Deafult Catalog (Data Lake/Lakehouse)

Default Catalog as Destination Documentation 📊

The DestinationDefaultCatalog destination configuration allows you to define where the data will be written in the pipeline. The destination can specify an table where data will be loaded, and it supports different modes for managing data. It can be any hive metastore, spark managed catalog table, iceberg, delta. It uses default spark catalog to push data to.

Parameters

Parameter	Type	Required	Description
`type`	String	✅ Yes	The destination type (`DestinationDefaultCatalog` for Iceberg tables).
`table_name`	String	✅ Yes	The name of the Iceberg table where data will be written.
`mode`	String	✅ Yes	Defines how the data is written to the table. Possible values: `overwrite`, `append`, etc.

Mode Options

overwrite: Replaces the data in the specified table with the new data. Any existing records in the table will be deleted.
append: Adds the new data to the existing records in the table without modifying the existing data.

Configuring Spark with Iceberg as the Default Catalog

Please note similar steps can be applied for Hive, delta etc

To ensure that Apache Spark can interact with Iceberg as the default catalog when using it as a destination, you must configure Spark with the appropriate catalog settings. By default, Spark uses Hive as its catalog. To set Iceberg as the default, follow these steps:

Add Iceberg as a dependency: You need to add the Iceberg Spark extension to your Spark setup. Ensure the correct version of Iceberg is available in your Spark environment. Add the following dependency to your Spark session configuration:

bash --packages org.apache.iceberg:iceberg-spark3-runtime:0.13.1

This will include the necessary Iceberg libraries for Spark.

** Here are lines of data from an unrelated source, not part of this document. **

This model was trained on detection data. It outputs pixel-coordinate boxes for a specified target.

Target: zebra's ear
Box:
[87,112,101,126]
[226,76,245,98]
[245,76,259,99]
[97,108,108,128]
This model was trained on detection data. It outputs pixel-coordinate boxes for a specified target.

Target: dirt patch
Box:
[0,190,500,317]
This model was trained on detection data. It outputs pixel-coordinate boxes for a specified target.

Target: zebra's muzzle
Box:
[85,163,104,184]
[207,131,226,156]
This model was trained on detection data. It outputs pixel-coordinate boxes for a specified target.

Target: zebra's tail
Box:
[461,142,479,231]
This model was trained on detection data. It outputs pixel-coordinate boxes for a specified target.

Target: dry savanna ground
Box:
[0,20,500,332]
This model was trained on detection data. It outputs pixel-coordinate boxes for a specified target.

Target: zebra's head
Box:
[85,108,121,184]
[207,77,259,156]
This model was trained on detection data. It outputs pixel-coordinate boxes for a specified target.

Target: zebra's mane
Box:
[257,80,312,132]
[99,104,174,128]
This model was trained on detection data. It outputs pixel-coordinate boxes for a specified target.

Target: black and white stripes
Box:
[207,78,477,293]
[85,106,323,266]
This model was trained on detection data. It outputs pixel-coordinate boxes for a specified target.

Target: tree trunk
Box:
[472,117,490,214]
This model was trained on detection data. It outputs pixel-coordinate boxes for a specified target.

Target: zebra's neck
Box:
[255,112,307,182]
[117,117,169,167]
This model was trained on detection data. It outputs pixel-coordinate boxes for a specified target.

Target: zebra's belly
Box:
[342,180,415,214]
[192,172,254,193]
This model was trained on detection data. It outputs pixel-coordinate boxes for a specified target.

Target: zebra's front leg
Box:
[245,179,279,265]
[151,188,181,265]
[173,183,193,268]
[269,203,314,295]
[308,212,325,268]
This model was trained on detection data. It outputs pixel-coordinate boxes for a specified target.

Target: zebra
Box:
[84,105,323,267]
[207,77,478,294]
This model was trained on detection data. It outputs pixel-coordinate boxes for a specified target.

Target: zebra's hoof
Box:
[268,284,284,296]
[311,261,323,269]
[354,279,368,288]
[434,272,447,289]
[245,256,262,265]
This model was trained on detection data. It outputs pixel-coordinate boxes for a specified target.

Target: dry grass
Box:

Configure the Default Catalog: To set Iceberg as the default catalog in Spark, update the Spark session configuration. You can set Iceberg as the default catalog by using the following settings:

bash spark.sql.catalog.spark_catalog org.apache.iceberg.spark.SparkSessionCatalog spark.sql.catalog.spark_catalog.type hadoop spark.sql.catalog.spark_catalog.warehouse /path/to/warehouse

spark_catalog refers to the catalog in use (in this case, Iceberg).
The warehouse location should point to the directory where your Iceberg tables are stored.

With this configuration, Spark will use Iceberg as the default catalog for reading and writing tables.

Setting Iceberg Table for the Destination: Once Iceberg is set as the default catalog, you can specify the destination table in your pipeline configuration, like so:

json { "destination": [ { "type": "DestinationDefaultCatalog", "table_name": "crm.raw.people", "mode": "overwrite" } ] }

Here, crm.raw.people refers to an Iceberg table that will be written to, and Spark will handle the interaction with the Iceberg catalog.

Example Use Case

Scenario: You want to write data to the crm.raw.people Iceberg table and overwrite any existing records.

JSON Configuration:

{
  "destination": [
    {
      "type": "DestinationDefaultCatalog",
      "table_name": "crm.raw.people",
      "mode": "overwrite"
    }
  ]
}

Behavior

table_name: Specifies the Iceberg table where the data should be loaded.
mode: Controls how the data is written to the destination table. Choose overwrite to replace existing data or append to add new records to the existing data.

TransformSQL: For transforming the data before writing it to the destination.

Conclusion

The DestinationDefaultCatalog command provides a simple and effective way to write data into Default catalog tables with flexible write modes like overwrite and append. Configuring Spark with Iceberg as the default catalog makes it easier to work with Iceberg tables without needing to manually specify the catalog for each interaction. Once configured, use this command to manage your data pipeline outputs in a distributed, scalable table format.